To the Westerner a rope is a different thing.
It is not so much a useful material as a weapon.
An Italian, fighting man to man, would choose a knife;
a Westerner would take in preference that same harmless
piece of rope. In his hands it takes on life,
it gains a strange and sinister quality. One
instant it lies passive, or slowly whirled in a careless
circle—the next its noose darts out like
the head of a striking cobra, the coil falls and fastens,
and then it draws tighter and tighter, remorselessly
as a boa constrictor, paralyzing life.
Something of all this went through the mind of Bard
as he lay watching the limp noose of the cowboy’s
lariat, and then he nodded smiling.
“I suppose that seems an odd habit to some men,
but I sympathize with it. I have it myself, in
fact. And whenever I’m out in the wilds
and carry a gun I like to have it under my head when
I sleep. That’s even queerer than your
fancy, isn’t it?”
And he slipped his revolver under the blankets at
the head of his bunk.
THE CANDLE
“Yes,” said Nash, “that’s
a queer stunt, because when you’re lyin’
like that with your head right over the gun and the
blankets in between, it’d take you a couple
of seconds to get it out.”
“Not when you’re used to it. You’d
be surprised to see how quickly a man can get the
gun out from under.”
“That so?”
“Yes, and shooting while you’re lying
on your back is pretty easy, too, when you’ve
had practice.”
“Sure, with a rifle, but not with a revolver.”

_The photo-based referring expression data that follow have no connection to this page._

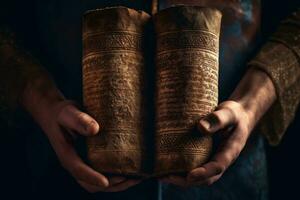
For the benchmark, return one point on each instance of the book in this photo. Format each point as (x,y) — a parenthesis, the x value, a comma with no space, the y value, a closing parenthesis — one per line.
(148,80)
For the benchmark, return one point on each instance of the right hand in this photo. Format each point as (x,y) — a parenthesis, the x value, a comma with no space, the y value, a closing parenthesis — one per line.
(61,120)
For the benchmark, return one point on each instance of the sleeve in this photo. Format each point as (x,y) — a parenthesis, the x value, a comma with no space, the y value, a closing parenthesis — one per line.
(17,67)
(280,59)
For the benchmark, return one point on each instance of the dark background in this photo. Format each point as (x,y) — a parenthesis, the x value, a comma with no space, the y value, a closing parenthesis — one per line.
(283,160)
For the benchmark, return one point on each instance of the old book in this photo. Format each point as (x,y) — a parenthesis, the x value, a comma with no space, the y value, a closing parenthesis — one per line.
(187,85)
(113,81)
(115,75)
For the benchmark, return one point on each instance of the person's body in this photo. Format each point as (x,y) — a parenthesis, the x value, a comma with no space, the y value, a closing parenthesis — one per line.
(56,33)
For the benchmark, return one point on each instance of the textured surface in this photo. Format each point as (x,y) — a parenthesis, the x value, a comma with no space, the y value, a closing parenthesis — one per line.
(113,65)
(280,59)
(187,84)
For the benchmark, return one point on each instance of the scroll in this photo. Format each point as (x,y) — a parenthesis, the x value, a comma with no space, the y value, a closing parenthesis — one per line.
(113,71)
(187,39)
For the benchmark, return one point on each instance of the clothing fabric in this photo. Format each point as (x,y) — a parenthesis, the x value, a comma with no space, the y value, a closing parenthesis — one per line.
(54,37)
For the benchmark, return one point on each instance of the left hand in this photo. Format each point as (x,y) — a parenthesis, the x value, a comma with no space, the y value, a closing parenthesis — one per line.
(234,120)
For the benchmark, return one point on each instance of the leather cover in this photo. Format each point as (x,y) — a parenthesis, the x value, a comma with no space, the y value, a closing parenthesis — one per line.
(187,85)
(113,67)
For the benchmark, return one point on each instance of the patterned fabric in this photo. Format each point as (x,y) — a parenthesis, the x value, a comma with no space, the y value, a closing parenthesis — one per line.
(280,59)
(246,179)
(58,36)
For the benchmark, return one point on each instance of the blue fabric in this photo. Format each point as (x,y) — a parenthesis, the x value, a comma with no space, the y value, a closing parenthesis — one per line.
(59,37)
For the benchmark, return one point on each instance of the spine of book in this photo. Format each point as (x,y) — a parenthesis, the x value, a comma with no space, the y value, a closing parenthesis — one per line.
(187,85)
(113,70)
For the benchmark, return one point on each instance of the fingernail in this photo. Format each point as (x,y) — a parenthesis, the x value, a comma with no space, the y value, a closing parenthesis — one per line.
(92,127)
(205,124)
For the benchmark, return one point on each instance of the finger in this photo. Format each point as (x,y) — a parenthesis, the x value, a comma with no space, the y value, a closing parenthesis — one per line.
(209,181)
(72,118)
(116,180)
(90,188)
(122,186)
(176,180)
(74,164)
(217,121)
(208,170)
(225,156)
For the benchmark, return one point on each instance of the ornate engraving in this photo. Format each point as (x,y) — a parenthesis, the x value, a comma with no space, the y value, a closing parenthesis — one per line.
(199,39)
(187,87)
(113,67)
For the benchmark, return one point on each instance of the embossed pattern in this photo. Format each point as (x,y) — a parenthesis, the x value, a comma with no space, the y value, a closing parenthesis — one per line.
(113,66)
(187,85)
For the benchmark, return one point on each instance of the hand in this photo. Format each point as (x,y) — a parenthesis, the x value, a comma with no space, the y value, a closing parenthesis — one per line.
(61,121)
(234,120)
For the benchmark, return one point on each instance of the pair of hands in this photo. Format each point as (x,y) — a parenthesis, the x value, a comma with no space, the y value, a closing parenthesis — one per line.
(61,121)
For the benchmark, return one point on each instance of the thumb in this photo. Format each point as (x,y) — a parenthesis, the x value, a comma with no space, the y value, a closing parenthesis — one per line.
(216,121)
(72,118)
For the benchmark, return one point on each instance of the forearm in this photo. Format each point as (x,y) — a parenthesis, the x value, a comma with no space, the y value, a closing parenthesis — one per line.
(255,93)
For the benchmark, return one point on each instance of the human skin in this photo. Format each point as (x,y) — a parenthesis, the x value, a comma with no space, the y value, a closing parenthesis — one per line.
(61,120)
(234,119)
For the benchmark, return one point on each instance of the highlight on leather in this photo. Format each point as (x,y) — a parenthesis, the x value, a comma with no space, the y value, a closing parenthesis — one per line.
(113,71)
(187,39)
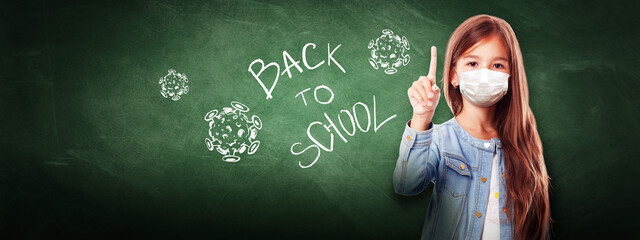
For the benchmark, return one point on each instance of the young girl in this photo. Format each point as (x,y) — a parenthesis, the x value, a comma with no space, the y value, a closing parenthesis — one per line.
(486,162)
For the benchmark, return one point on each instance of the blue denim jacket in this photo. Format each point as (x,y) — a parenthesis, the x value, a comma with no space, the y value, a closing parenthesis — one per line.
(460,167)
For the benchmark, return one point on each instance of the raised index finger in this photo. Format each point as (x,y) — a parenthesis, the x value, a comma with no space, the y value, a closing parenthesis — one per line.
(434,62)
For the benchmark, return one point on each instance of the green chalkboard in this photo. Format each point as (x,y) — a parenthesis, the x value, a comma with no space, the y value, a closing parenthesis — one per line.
(95,144)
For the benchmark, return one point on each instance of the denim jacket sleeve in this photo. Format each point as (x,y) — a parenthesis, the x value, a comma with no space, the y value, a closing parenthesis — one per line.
(418,161)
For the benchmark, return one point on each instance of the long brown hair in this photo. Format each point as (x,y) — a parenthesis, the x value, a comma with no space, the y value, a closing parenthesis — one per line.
(527,179)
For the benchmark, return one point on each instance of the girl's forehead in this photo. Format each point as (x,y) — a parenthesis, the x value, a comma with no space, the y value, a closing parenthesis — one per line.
(488,48)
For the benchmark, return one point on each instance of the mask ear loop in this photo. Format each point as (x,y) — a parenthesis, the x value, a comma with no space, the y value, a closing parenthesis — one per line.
(456,73)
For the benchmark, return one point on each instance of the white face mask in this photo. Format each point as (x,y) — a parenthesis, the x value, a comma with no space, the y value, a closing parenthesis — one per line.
(483,87)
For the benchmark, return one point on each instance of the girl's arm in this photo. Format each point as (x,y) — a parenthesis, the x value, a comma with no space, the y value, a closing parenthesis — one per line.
(417,160)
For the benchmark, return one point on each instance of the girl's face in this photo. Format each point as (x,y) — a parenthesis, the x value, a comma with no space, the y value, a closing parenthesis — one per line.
(490,53)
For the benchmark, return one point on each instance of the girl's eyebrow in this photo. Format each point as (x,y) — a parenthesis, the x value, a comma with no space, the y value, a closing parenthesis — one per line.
(494,59)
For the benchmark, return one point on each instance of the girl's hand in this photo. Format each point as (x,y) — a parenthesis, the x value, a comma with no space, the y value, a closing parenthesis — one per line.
(424,94)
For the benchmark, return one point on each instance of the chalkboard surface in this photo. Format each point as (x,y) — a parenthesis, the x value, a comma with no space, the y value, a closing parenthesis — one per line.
(240,119)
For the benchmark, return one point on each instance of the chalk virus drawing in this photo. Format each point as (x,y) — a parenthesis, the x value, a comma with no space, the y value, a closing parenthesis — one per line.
(174,85)
(231,133)
(389,51)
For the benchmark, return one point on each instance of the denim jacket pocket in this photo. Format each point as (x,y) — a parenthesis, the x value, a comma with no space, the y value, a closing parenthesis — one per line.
(456,175)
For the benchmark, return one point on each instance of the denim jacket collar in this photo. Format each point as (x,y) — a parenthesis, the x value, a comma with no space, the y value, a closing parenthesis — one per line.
(486,145)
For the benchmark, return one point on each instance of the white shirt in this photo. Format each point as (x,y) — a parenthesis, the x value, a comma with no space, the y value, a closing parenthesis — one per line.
(491,229)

“Well, do you see that bit of paper in the corner
there up on the rafter?”
“Yes.”
The hand of Bard whipped under his head, there was
a gleam and whirl of steel, an explosion, and the
bit of paper came fluttering slowly down from the
rafter, like a wounded bird struggling to keep upon
the air. A draft caught the paper just before
it landed and whirled it through the doorless entrance
and out into the night.
He was yawning as he restored the gun beneath the
blanket, but from the corner of his eye he saw the
hardening of Nash’s face, a brief change which
came and went like the passing of a shadow.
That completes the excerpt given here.